4. Sebanyak 553.926 pencari kerja tidak hanya didominasi Gen Z

Amel menyatakan, Pusat Pasar Kerja dari Kementerian Ketenagakerjaan (Kemnaker) menaungi platform bernama Pasker ID.
"Tapi, angka yang disumbang dari lulusan perguruan tinggi ini juga cukup besar, ya. Kebetulan minggu kemarin itu, kami dari ICCN (Indonesia Career Center Network) itu ini baru mengadakan audiensi dengan kepala pusat pasar kerja dari Kemnaker, ya, pada saat itu juga mereka punya platform namanya Pasker ID, di situ juga ada data-data. Nah, ini sinergi dari yang tadi saya informasikan dari BPS," katanya.
Data dari Pasker ID menunjukkan, pencari kerja di Karirhub didominasi oleh kelompok usia Gen Z, lulusan SMK, fresh graduate, dan tidak memiliki pengalaman kerja.
Data statistik per Kamis (20/2/2025) pukul 09.30 WIB menunjukkan, lowongan kerja yang tersedia mencapai 64.413 pemberi kerja untuk mengisi 553.926 pencari kerja. Lowongan kerja paling banyak mensyaratkan tingkat pendidikan minimal SMK.
5. Kekhawatiran mahasiswa tingkat akhir menghadapi realita dunia kerja

Banyak mahasiswa tingkat akhir memiliki kekhawatiran dalam menghadapi dunia kerja, seperti sulit mendapat pekerjaan.
Melihat banyak fresh graduate yang terjebak di tengah standar ideal mereka dengan kenyataan di dunia kerja, tidak heran jumlah lulusan baru yang masih menganggur terus meningkat.
Berdasarkan pemaparan dari beberapa mahasiswa, tidak sedikit yang menganggap lumrah fenomena "banting setir" setelah lulus. Standar ideal mereka adalah mendapat pekerjaan sesuai dengan apa yang sudah mereka pelajari selama kuliah.
Salah satu mahasiswa Sastra Indonesia di Universitas Padjadjaran (Unpad), Yesi Humairah Rahmani (20), mengungkapkan kekhawatirannya akan persaingan antara sumber daya manusia (SDM) yang tersedia dengan kebutuhan pasar saat ini.
"Sebenarnya mungkin banyak faktor juga, sih yang menjadikan itu sebagai alasan. Kadang mungkin juga dari syarat perusahaan-perusahaan yang mungkin sulit, ya, untuk diterima. Kayak harus ada pengalaman kerja, sedangkan mungkin sebagai lulusan baru, kita apa pengalaman kerjanya?
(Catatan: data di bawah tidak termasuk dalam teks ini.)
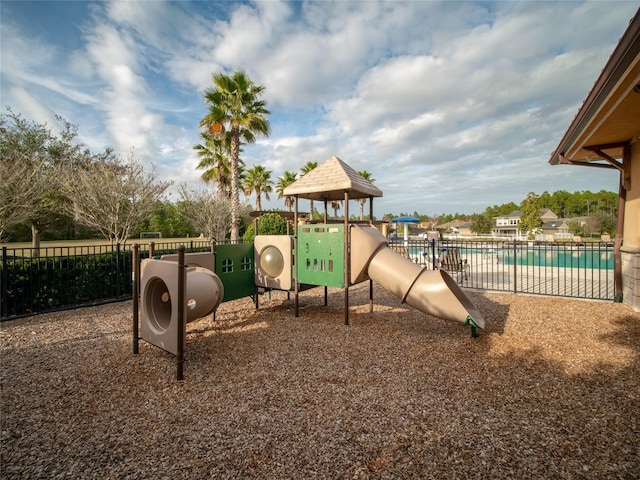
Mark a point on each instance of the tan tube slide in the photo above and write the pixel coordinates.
(430, 291)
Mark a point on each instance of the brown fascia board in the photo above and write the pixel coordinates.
(618, 63)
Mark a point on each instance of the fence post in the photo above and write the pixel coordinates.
(4, 275)
(515, 266)
(135, 288)
(181, 313)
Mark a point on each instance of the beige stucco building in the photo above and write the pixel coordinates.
(605, 133)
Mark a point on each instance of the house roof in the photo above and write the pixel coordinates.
(329, 181)
(608, 118)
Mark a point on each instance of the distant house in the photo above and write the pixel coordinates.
(456, 227)
(509, 225)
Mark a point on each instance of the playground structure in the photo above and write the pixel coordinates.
(176, 289)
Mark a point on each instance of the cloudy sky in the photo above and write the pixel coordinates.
(451, 106)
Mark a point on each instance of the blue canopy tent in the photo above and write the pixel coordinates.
(405, 220)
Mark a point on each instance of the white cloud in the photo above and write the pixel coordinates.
(441, 101)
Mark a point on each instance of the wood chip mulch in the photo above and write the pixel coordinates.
(550, 389)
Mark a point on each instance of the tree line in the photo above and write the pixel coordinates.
(54, 187)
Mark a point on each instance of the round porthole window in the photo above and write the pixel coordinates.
(271, 261)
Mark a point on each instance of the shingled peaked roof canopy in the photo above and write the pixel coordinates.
(329, 181)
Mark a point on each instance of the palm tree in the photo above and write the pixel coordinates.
(215, 161)
(284, 181)
(367, 176)
(235, 107)
(304, 170)
(258, 180)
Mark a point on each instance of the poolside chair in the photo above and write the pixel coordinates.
(450, 261)
(402, 250)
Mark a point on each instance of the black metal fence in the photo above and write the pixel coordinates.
(68, 277)
(545, 268)
(58, 278)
Belum ada," ujar Yesi kepada IDN Times, Senin (14/7/2025).
Yesi mengatakan, peluang yang ada sering kali tidak sesuai dengan kualifikasi yang para fresh graduate miliki.
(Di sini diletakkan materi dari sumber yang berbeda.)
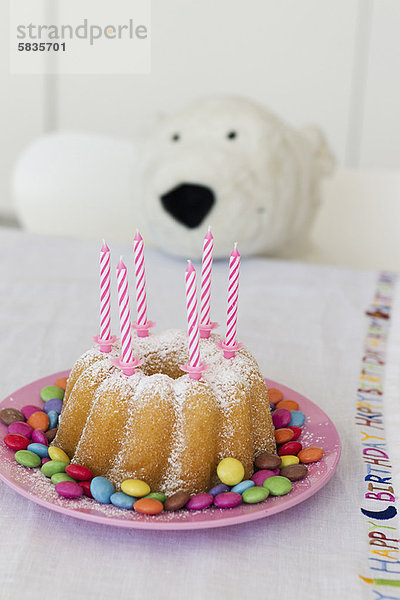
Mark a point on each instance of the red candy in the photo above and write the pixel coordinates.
(290, 448)
(16, 441)
(79, 472)
(85, 485)
(297, 431)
"Tapi, karena mungkin dilihat dari pendidikannya, itu bisa diutamain orang-orang yang mungkin udah lebih banyak belajar di bidang itu, jadi, itu bisa lebih sulit juga," lanjutnya.
"Atau, bisa juga kadang mungkin dari pribadinya yang belum bisa untuk bersaing lah dengan orang-orang lain yang juga ingin bekerja di bidang tersebut," ujar dia.
Persaingan yang begitu ketat di dunia kerja tentu berbanding terbalik dengan idealis yang dibangun di masa kuliah. Hal ini mengharuskan beberapa orang mau mempelajari disiplin ilmu lain di luar bidang studinya.
Jessaya Paullo (21), mahasiswa Arsitektur di Universitas Katolik Parahyangan (Unpar), mengakui pentingnya keluar dari zona nyaman untuk beradaptasi dengan dunia nyata.
"Jadi, kalau menurut saya sih sebenarnya tidak apa-apa untuk lulus dengan certain degree, lalu kerja di bidang yang kita sendiri gak invest in," ujar Paullo.
"Kalau menurut saya, banyak senior kita yang udah kerja gitu pun sudah memiliki tempat yang lumayan comfortable. Bahkan mereka itu mengatakan sebenarnya gak apa-apa kalau nanti itu kerja beda jurusan karena ada guru saya yang lulusnya dari Teknik Perikanan, cuma tiba-tiba kerja jadi guru. Nah, pas kerja jadi guru, tiba-tiba jadi salah satu representatif Cambridge di Indonesia," lanjut dia.